Climate-Data-Science / Climate-Similarity-Metrics

Which similarity metrics are the most helpful to understand climate
0 stars 2 forks source link

Detrend and preprocess data before, not after deriving index #10

Closed pawelbielski closed 4 years ago

pawelbielski commented 4 years ago

It looks like that the Nature paper preprocessed all the data before further analysis:

As a preprocessing step we have removed 1056 grid points (out of total 10512) with missing values or gaps, hence in total 9456 grid points are considered. To avoid artefacts due to autocorrelation and seasonality, we removed the seasonal cycle and normalized the data. Specifically, we calculate for every month (i.e., separately for all Januaries, Februaries, etc.) the long-term mean and standard deviation.

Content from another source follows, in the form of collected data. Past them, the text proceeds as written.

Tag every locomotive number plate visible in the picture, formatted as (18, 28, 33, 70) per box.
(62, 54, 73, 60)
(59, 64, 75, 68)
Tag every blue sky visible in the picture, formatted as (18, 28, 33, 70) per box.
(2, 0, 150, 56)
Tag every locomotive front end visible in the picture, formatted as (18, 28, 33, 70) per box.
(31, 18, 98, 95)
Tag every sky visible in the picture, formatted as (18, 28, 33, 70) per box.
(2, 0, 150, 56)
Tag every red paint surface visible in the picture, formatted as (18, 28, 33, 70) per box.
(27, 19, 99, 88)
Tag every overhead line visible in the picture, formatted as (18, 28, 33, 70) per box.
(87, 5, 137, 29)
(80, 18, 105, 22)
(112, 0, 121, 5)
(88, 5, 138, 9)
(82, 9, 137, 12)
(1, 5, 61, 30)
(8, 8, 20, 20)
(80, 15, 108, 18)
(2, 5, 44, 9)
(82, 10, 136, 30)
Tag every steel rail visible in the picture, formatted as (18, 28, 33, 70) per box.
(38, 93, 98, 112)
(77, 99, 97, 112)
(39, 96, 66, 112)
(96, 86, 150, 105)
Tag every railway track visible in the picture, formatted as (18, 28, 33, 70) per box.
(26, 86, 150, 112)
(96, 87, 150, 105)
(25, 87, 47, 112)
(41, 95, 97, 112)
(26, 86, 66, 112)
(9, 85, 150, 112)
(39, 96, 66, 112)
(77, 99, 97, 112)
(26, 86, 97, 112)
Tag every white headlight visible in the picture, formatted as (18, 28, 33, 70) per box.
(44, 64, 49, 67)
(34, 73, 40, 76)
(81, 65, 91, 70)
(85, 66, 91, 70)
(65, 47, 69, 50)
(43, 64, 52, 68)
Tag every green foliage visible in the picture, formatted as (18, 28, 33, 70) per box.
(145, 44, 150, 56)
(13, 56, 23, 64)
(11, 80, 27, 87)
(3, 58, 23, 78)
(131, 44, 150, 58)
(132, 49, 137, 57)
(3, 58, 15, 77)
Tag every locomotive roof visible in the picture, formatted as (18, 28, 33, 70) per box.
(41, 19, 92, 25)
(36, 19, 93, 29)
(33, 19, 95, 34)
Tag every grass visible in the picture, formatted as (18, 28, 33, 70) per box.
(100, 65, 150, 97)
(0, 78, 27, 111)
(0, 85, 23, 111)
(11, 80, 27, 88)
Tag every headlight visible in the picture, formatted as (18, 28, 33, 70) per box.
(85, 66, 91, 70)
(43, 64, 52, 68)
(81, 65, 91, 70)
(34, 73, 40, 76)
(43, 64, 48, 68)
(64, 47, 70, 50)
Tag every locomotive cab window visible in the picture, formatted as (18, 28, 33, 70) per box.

Each data point is then normalized by subtracting the mean and dividing by the standard deviation of the corresponding month at that grid cell. This normalization significantly reduces temporal autocorrelation in the time series.

pawelbielski commented 4 years ago

@pierretoussing

The following code in deseasonalize_map() can easily be vectorized, because every point can be deseasonalized seperataly, i.e. you could perform all the steps by vectorized operations. Currently the function deseasonalize_time_series() is called 512 256 37 = 5 million times, what drastically reduces the code's usability.

for level in range(len_level):
    for lat in range(len_latitude):
        for lon in range(len_longitude):
            time_series = map_array[:, level, lat, lon]
            deseasonalized_series = deseasonalize_time_series(time_series, period_length)
            deseasonalized_map[:, level, lat, lon] = deseasonalized_series
pawelbielski commented 4 years ago

Well done!